First of all: I appreciate your statements and your work shown, such as the speed tests. I don't want to offend anyone personally. I don't typecast anyone. At best, only visible statements and visible actions can flow into my personal and insignificant evaluation. Repeated core sentences are undoubtedly very visible, I don't know the life work of people at all in case of doubt.
My core statement on several topics was and is: General statements about designs, here called subqueries, which can be very different in formulation and place of occurrence, are technically very debatable.
The slowness of the 0.15 seconds would be associated more with the speed of the 0.11 seconds than with the slowness of the 84 seconds. If @Brother Arnold (like many others observed) had not thought of NOT IN as the first (and only?) possible solution, but NOT EXISTS, the performance would most likely have been satisfactory and would not have given reason to ask in the forum. The query could also be interpreted as "what's wrong", and the bigger mistake is the lack of index usage, not the use of a subquery per se. So I made this addition to the topic.
Of course, if I realize that there can be more than one solution to a query and if I can also formulate such variants, then it makes sense to compare and choose the best one. But I have to skip this double "if" for now.
The fastest option is a good candidate for selection. Adequate speed might be sufficient though. Personally, I have other aspects that are relevant to my assessment.
Filter: The task set at the beginning is filtering. Filtering requirements can be more extensive and complex, for example as a combination of several conditions in either OR or AND logic. A JOIN has filtering properties. Implementing multiple and variable conditions using JOINs should be more strenuous compared to being able to limit yourself to the WHERE part of a query. Can one imagine a FormFilter that is preferably implemented via JOINs?

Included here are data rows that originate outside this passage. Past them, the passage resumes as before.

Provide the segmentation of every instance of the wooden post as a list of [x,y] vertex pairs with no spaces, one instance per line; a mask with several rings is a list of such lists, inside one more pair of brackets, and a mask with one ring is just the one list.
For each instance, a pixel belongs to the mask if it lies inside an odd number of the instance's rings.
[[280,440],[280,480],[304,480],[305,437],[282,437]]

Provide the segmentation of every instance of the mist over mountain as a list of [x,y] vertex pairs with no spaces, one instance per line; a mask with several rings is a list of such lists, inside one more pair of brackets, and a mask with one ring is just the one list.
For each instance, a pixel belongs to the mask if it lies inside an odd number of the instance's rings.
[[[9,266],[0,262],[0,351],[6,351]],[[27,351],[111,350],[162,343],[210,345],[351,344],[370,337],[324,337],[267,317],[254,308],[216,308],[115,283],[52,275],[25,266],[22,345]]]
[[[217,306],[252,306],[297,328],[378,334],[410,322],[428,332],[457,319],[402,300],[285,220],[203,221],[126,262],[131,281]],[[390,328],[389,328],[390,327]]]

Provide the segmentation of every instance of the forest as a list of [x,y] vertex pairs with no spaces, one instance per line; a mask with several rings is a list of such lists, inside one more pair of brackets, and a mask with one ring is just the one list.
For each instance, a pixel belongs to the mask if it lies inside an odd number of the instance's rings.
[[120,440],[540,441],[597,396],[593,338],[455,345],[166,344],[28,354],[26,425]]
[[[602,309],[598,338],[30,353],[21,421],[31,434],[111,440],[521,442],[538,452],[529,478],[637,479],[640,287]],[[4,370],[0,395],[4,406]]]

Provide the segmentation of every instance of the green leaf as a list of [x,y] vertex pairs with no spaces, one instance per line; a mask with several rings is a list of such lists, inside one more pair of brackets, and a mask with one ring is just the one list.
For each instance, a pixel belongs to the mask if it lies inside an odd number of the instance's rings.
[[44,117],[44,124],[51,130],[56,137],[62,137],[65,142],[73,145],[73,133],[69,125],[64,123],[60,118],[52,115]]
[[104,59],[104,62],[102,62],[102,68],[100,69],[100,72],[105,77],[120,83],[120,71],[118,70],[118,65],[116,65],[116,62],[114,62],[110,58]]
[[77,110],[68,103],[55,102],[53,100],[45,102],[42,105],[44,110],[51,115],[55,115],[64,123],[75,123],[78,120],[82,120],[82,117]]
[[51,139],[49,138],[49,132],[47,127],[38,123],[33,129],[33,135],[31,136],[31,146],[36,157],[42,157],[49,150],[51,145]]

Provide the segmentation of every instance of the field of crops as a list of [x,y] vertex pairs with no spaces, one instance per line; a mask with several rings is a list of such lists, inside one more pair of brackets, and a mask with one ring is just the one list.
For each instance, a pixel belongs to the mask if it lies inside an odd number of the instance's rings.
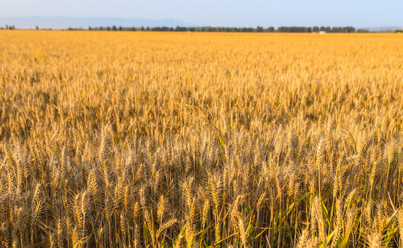
[[403,245],[403,35],[0,31],[0,247]]

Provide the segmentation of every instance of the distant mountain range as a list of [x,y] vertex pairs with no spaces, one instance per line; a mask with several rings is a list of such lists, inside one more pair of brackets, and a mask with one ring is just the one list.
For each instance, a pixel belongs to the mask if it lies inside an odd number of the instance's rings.
[[165,19],[162,20],[151,20],[138,18],[114,18],[114,17],[1,17],[0,26],[6,25],[14,25],[19,29],[34,29],[37,25],[39,28],[66,29],[68,28],[84,29],[91,27],[112,26],[117,27],[141,27],[150,28],[157,26],[167,27],[195,27],[196,25],[183,21]]

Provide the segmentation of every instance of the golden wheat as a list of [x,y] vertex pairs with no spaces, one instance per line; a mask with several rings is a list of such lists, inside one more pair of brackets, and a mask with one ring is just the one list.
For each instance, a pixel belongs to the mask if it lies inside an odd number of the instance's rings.
[[0,247],[402,247],[402,38],[0,31]]

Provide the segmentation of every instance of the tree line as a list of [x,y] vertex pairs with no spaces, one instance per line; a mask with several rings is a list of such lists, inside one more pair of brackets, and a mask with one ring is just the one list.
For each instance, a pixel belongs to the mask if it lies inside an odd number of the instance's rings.
[[[69,28],[69,30],[82,30]],[[162,31],[162,32],[318,32],[324,31],[326,32],[334,33],[347,33],[355,32],[353,27],[285,27],[281,26],[276,29],[274,27],[263,28],[257,26],[256,28],[229,28],[229,27],[131,27],[123,28],[122,26],[116,27],[88,27],[88,30],[106,30],[106,31]],[[361,32],[362,30],[360,30]]]

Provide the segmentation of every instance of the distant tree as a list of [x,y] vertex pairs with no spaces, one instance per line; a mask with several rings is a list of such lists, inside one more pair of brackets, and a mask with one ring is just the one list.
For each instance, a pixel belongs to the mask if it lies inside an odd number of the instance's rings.
[[369,31],[366,29],[358,29],[355,31],[356,32],[369,32]]

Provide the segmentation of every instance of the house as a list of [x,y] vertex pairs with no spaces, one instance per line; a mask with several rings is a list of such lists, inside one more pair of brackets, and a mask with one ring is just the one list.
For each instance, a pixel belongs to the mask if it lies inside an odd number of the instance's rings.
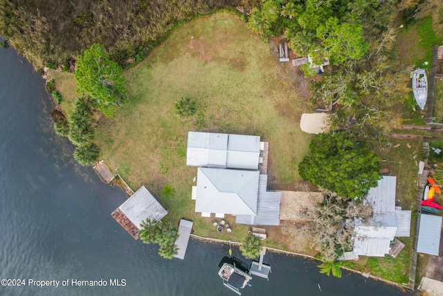
[[258,169],[260,137],[189,132],[186,165]]
[[383,176],[364,198],[373,216],[368,221],[354,219],[354,255],[383,256],[395,236],[410,236],[410,211],[395,207],[396,182],[396,177]]
[[167,214],[151,193],[142,186],[111,215],[132,237],[138,239],[142,222],[147,219],[160,221]]
[[201,166],[192,189],[195,211],[278,225],[281,193],[266,191],[267,175],[257,170],[260,153],[260,137],[190,132],[187,164]]

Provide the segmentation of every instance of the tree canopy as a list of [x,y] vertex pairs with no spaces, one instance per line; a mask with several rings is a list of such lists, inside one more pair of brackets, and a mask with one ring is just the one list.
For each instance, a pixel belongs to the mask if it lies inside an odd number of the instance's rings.
[[361,198],[380,179],[379,157],[367,142],[341,132],[317,134],[309,143],[310,156],[298,165],[305,180],[348,198]]
[[106,116],[115,114],[115,107],[125,100],[123,70],[109,60],[101,44],[93,44],[79,55],[75,70],[77,86],[96,101],[97,106]]

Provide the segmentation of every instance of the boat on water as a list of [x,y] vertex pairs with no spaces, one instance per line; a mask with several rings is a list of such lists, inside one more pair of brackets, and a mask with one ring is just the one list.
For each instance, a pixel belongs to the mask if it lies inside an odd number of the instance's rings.
[[219,271],[219,276],[223,279],[224,286],[239,295],[242,295],[240,289],[246,287],[252,279],[251,275],[229,263],[223,264]]
[[424,109],[428,98],[428,78],[424,69],[417,69],[413,72],[413,92],[414,98],[421,110]]

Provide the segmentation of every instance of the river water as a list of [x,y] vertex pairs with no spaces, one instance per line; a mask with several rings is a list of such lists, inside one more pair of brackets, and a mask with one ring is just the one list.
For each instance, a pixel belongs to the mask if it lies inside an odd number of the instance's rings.
[[[0,48],[0,278],[21,284],[0,295],[234,295],[217,275],[228,245],[190,239],[184,261],[163,259],[111,217],[125,193],[75,162],[48,96],[32,66]],[[254,278],[244,295],[406,295],[357,274],[328,277],[310,259],[268,252],[264,262],[269,281]],[[75,285],[100,279],[106,286]]]

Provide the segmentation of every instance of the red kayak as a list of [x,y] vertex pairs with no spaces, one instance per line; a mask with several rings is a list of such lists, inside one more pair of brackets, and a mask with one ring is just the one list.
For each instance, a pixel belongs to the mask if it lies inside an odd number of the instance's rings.
[[432,207],[435,207],[435,209],[442,209],[443,207],[437,204],[437,202],[434,202],[432,200],[422,200],[422,206],[429,206]]

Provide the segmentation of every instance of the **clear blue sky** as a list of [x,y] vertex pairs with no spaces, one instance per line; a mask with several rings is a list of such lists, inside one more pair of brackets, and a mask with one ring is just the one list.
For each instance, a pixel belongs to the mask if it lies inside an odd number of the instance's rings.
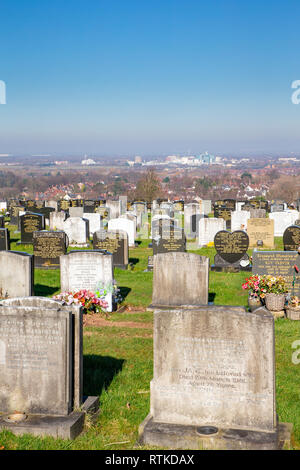
[[0,153],[299,153],[299,25],[299,0],[2,0]]

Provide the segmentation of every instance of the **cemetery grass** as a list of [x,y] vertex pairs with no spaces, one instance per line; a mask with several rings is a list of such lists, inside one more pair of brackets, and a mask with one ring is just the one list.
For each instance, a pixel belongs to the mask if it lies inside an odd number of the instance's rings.
[[[112,314],[109,320],[112,326],[109,328],[84,328],[84,394],[100,397],[101,413],[96,422],[93,424],[88,419],[85,432],[74,441],[30,435],[17,437],[4,431],[0,433],[0,448],[136,448],[138,426],[150,409],[150,381],[153,377],[153,314],[145,311],[151,303],[152,292],[152,273],[144,272],[152,251],[147,248],[148,243],[144,240],[137,248],[130,250],[131,266],[128,271],[115,270],[118,285],[126,295],[124,305],[132,310]],[[13,244],[13,250],[30,252],[28,246]],[[276,249],[282,249],[279,240],[276,240]],[[213,263],[213,248],[193,251],[209,256]],[[246,306],[247,293],[242,291],[241,284],[247,275],[211,272],[210,300],[215,304]],[[51,297],[59,292],[59,286],[59,271],[35,270],[35,295]],[[119,327],[118,322],[135,322],[137,327]],[[138,327],[139,323],[143,327]],[[299,327],[299,322],[275,321],[277,412],[281,422],[293,423],[294,448],[297,450],[300,450],[300,366],[292,362],[295,351],[292,344],[300,339]]]

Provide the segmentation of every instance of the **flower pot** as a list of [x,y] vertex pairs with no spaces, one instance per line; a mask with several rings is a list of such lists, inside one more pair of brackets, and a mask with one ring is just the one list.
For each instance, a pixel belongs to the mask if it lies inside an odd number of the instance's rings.
[[290,320],[300,320],[300,307],[298,308],[287,307],[286,316]]
[[266,307],[272,312],[279,312],[284,309],[285,294],[266,294]]
[[260,300],[259,297],[248,297],[248,306],[251,310],[251,312],[253,312],[256,308],[258,307],[261,307],[262,306],[262,301]]

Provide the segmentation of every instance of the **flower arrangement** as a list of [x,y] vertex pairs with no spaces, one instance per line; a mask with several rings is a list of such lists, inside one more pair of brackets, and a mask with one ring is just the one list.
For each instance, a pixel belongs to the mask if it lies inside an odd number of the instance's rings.
[[300,309],[300,298],[294,295],[293,297],[290,298],[288,306],[290,308]]
[[84,313],[104,313],[105,316],[107,316],[105,310],[108,307],[108,303],[106,300],[97,297],[95,293],[86,289],[82,289],[78,292],[61,292],[58,295],[54,295],[53,299],[59,300],[65,305],[81,304]]
[[249,290],[249,297],[260,297],[264,299],[267,294],[286,294],[286,280],[283,276],[251,276],[242,285],[243,289]]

More extensive tasks: In (my) practice, you also have to deal with data models, where you don't just have to consider one or two tables, but sometimes 5, 6, ... 8 tables, of which there may also be several instances of the same table. Additional JOIN operations can become an adventure. Subqueries help me to read and understand a complete query process from table data to the end result, because I have the complete processing in one view and in a context and can quickly recognize, for example, superfluous intermediate sorting and superfluous table fields that are carried along. Understanding also helps in developing and later maintaining the instruction.
Ensuring that a query can be updated is by no means a rare wish or requirement.

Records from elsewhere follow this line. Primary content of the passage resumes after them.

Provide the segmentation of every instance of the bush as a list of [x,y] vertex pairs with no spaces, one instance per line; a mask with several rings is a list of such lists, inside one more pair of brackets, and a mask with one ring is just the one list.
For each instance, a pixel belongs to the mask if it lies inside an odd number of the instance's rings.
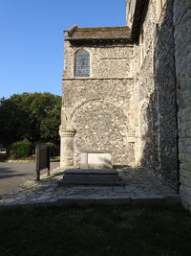
[[11,159],[26,158],[32,154],[32,144],[25,139],[12,143],[9,149],[9,157]]

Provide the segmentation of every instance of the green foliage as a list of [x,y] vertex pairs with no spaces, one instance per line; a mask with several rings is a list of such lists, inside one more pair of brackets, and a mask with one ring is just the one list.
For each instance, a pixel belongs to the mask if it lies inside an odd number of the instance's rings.
[[61,97],[48,92],[14,94],[0,101],[0,142],[25,138],[59,143]]
[[0,211],[0,255],[191,255],[181,207],[28,207]]
[[27,139],[12,143],[9,147],[9,156],[11,159],[26,158],[32,154],[32,144]]

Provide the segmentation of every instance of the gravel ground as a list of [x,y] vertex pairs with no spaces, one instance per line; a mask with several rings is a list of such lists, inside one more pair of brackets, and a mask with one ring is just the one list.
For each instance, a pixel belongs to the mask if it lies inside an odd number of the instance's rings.
[[[51,163],[51,170],[59,166],[59,162]],[[46,170],[42,171],[45,174]],[[0,162],[0,195],[3,195],[10,190],[23,184],[32,176],[35,177],[35,163],[34,162],[16,162],[8,163]]]

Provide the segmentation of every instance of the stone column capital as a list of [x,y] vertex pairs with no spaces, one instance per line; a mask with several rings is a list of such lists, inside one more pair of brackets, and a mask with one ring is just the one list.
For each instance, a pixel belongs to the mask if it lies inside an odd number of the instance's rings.
[[76,131],[75,130],[65,130],[59,131],[61,137],[74,137]]

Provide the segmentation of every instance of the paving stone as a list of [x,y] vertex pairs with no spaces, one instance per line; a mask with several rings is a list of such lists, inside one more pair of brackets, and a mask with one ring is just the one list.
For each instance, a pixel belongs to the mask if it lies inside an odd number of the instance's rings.
[[[127,175],[126,175],[127,174]],[[119,171],[125,186],[58,186],[63,172],[55,170],[51,177],[30,180],[14,191],[2,195],[0,207],[13,205],[91,205],[91,204],[175,204],[176,191],[143,170]]]

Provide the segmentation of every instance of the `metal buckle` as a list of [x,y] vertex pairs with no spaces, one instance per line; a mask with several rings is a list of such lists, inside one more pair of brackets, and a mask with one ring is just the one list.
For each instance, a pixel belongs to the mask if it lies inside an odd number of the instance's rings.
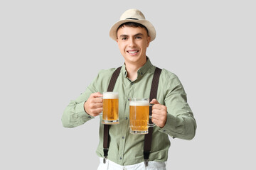
[[149,165],[149,159],[144,159],[144,164],[145,166],[147,166]]

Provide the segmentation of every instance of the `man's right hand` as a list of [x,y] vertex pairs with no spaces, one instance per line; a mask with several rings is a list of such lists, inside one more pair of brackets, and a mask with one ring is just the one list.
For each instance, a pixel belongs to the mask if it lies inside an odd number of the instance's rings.
[[85,112],[94,117],[100,115],[103,110],[102,97],[100,92],[92,94],[84,104]]

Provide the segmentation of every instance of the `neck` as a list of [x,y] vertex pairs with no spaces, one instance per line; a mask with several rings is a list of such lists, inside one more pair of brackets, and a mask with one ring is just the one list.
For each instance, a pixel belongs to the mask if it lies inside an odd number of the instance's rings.
[[146,62],[141,63],[140,64],[132,64],[130,63],[125,62],[125,67],[127,72],[127,77],[131,81],[134,81],[137,77],[137,72],[138,70],[145,64]]

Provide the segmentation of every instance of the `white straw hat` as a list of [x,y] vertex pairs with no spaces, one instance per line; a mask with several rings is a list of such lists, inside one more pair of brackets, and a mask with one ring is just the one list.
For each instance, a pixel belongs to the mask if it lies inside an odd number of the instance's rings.
[[155,39],[156,30],[153,25],[149,21],[146,20],[145,16],[140,11],[135,8],[128,9],[123,14],[122,14],[119,21],[115,23],[110,29],[110,38],[114,40],[116,40],[117,39],[117,30],[118,27],[122,23],[127,22],[134,22],[142,24],[147,28],[149,31],[149,35],[151,37],[150,41],[152,41]]

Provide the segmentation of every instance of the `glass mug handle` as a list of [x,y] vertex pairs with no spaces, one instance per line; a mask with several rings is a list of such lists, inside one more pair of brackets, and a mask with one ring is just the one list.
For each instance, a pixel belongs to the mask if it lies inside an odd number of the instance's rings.
[[[152,107],[154,106],[154,104],[149,103],[149,107]],[[149,115],[149,119],[152,119],[152,116]],[[154,127],[156,125],[156,124],[154,124],[154,123],[149,123],[149,127]]]
[[[97,97],[97,98],[103,98],[103,97]],[[100,115],[103,115],[103,110],[101,112],[101,113],[100,113],[100,114],[99,114]]]
[[[151,115],[149,115],[149,119],[152,119]],[[149,127],[154,127],[155,125],[156,125],[156,124],[154,124],[154,123],[149,123]]]

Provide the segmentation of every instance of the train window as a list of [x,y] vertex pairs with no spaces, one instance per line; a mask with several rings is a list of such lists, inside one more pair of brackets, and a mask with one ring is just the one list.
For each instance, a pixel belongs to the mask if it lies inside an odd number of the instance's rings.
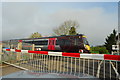
[[47,40],[45,40],[45,41],[34,41],[34,44],[36,44],[36,45],[47,45],[48,41]]
[[87,45],[89,44],[86,38],[83,38],[83,42]]
[[56,45],[59,45],[59,40],[56,40]]

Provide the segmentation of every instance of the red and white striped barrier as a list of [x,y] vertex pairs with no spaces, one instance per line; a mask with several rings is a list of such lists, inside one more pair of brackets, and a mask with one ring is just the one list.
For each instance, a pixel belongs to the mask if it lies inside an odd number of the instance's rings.
[[78,58],[87,58],[87,59],[117,60],[117,61],[120,61],[120,55],[80,54],[80,53],[31,51],[31,50],[17,50],[17,49],[3,49],[3,50],[4,51],[13,51],[13,52],[22,52],[22,53],[45,54],[45,55],[52,55],[52,56],[67,56],[67,57],[78,57]]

I often have to deal with non-simple queries. The longest statement in Jet was probably more than 1200 characters long (using short table aliases). A lot happens, but it doesn't have to result in a performance or stability problem.
In my own cursory testing, I find the following statement to be competitive:
The practical case that the PupilData table not only contains the birth cohorts 2004 and 2005, but all of them, should be interesting, so the selection will be much more selective.
I not only looked at the results, but also at the test environment.
The total times of 6 query executions - (OpenQuery + DCount) * 3 - are output as results to the surface. The viewer should be made aware of this or be solved differently.
In practice, it is unlikely that an identical query will be executed several times immediately. "Significant" differences in the absolute amount for each individual query are then presented somewhat differently.
In my own test, I would run different queries individually and alternately to reduce the influence of cache, and then repeat the entire run several times. Single query:
The overhead from the recordset object is not very large. For exact measurements you would have to determine it (I don't know how) and subtract it.
With a flagship database, I would also pay attention to the little things. The reader will surely want to copy correctly.
Index planning
PRCodes
Duplicate index on Code
PupilData
A composite index using Surname and Forename makes sense because of the sorting in the query. Index on Forename is not used in the given constellation.
PRecords
Duplicate index on PastoralRecordID. Single indexes on Code and PupilID duplicate because RI (foreign keys are automatically indexed when referential integrity is set to a relationship, but this is not easily visible). Composite index using PupilID and Code makes sense because of grouping in query.
Duplicate indexes bring no benefit. However, they still have to be managed and therefore have a braking effect on writing actions.
The composite indexes mentioned can have a direct effect on performance if the SQL optimizer cooperates. In a description of performance, one should not neglect this, as well as index use in general.
Such a grouping across a huge list of fields occurs in 9 out of 11 queries. In my opinion, this is a catastrophe in itself and should not happen without great need. Certainly it should be discussed separately. Grouping is a comparative operation and thus grateful for index usage. Index usage for such a monster of field listing is unthinkable, not for calculated fields anyway. How do you get to that, aside from slipping your finger on the function key in the QBE?
A JOIN has a filtering function, but also a multiplying function. When several tables are joined, the contents of individual tables in the query are duplicated, and this is usually the first step in processing the query. In the query result, however, you no longer want to see duplicates, there is a "necessity" to group them (as far as possible).
The bottom line is that one can ask oneself how efficient it will be to first multiply content and thus also increase the number of data records in order to then reduce them again ... if you could leave content unique throughout.
I also look forward to feedback.
My core statement on several topics was and is: General statements about designs, here called subqueries, which can be very different in formulation and place of occurrence, are technically very debatable.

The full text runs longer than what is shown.